Ma nuit brûlante avec le doc de la prison : palpation et éjac faciale

C’était il y a une semaine, garde de nuit à la prison. Silence de mort partout, juste le tic-tac lointain d’une horloge. Moi, 28 ans, musclée des salles de gym, cheveux courts d’un côté, longs de l’autre. Uniforme bleu qui gratte, pantalon tergal trop serré sur mes fesses fermes. Et ce bouton dur à la base de mon sein gauche, repéré sous la douche. L’eau chaude ruisselait sur ma peau, odeur de savon bon marché, et je palpe… Dur, mobile. Panique un peu, hein ? Faut que j’aille voir le doc.

J’prends deux tasses de café bien noir, fumant, arôme corsé qui embaume le couloir. 1h30, je frappe doucement à sa porte. Il ouvre, surpris, yeux fatigués mais doux. ‘Bonsoir Docteur, je dérange pas ?’ je chuchote, en tendant une tasse. Il sourit, ‘Non, entrez.’ On boit en silence, la vapeur monte, nos regards se croisent. Je dandine, soupire. ‘Ben… Docteur, un bouton sur mon sein. Dur. Ça m’inquiète.’ Il hoche la tête, pro. ‘Auscultez-moi ? Ici ?’

La garde de nuit et le café fumant

‘Oui, déshabillez le haut.’ Je tourne le dos, enlève pull, chemise, soutif. Air frais sur ma peau, tétons qui pointent direct. Je m’allonge sur la table d’examen, froide sous mes fesses encore couvertes. Mains derrière la tête, seins tendus vers le plafond. Il enfile des gants latex, crissement sec. ‘Ici,’ je dis en pinçant la zone. Ses doigts… Oh putain, délicats, chauds malgré le latex. Il palpe mon mamelon droit d’abord, le fait rouler, tire doucement. Je respire fort, poitrine qui se soulève, odeur de café et de son aftershave boisé. ‘Rien là,’ murmure-t-il. Puis gauche. Trouve la boule, petite, dure. ‘Kyste bénin, rassurez-vous.’

Je m’assois, seins nus, et là… Son regard change. Troublé. Je vois la bête en lui. Sans réfléchir, main sur sa joue, rasée de près, peau chaude. ‘Docteur…’ Je l’attire, nos lèvres se touchent. Douces, hésitantes d’abord. Puis sa langue cherche la mienne, salive qui se mélange, goût de café amer. Baiser vorace, halètements. Je me colle, mes nichons contre sa blouse. Il bande déjà, je sens contre mon ventre.

Je déboutonne sa blouse, chemise. Torse poilu, chaud. Il reste figé. Moi, j’enlève pantalon, godillots qui tombent avec un bruit sourd. Culotte dentelle string, fesses à l’air. Corps androgyne, musclé, rasée intégrale en bas, fente lisse comme une gosse. ‘Regarde-moi,’ je dis, en tournant. Il rougit. Je défais sa ceinture, pantalon aux chevilles. Sa bite sort, semi-molle, veines gonflées, odeur musquée de mec excité. Il la cache, gants encore. J’rit, arrache les gants, ‘Laisse-moi.’

L’examen qui dérape en extase

À genoux sur le sol froid, je l’attrape. Chaude dans ma paume, veloutée. Je lèche le gland, sel pré-sperme. La suce, aspire fort, langue qui tournoie. Slurp slurp, salive qui coule. Elle durcit, pulse. Il gémit, ‘Oh…’. Deux succions profondes, gorge qui s’ouvre, et boum ! Il jouit. Jet chaud, épais, salé, direct au fond. Je recule, crache, ‘Merde, déjà ?’ Quelques gouttes sur mon menton, visqueuses, odeur forte de sperme frais.
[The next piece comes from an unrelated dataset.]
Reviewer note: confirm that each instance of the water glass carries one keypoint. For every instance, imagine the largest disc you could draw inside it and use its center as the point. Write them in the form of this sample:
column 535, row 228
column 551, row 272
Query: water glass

Il tremble, vide.

‘Ça arrive,’ je dis en essuyant. ‘T’as pas baisé depuis longtemps ?’ Il bafouille, ‘Habillez-vous…’ Mais je m’accroche, ‘T’es tendre, j’ai vu avec Khadija.’ Larmes me montent, ‘Toujours pareils, on suce et hop, virées.’ Il me console maladroitement, ‘T’es séduisante.’ Je m’habille, lentement, fesses qui ondulent. À la porte, je laisse entrouverte. ‘On se revoit ?’

Dehors, cœur qui bat. Il me plaît, ce doc fragile. Demain, je reviens. Pas pour un kyste.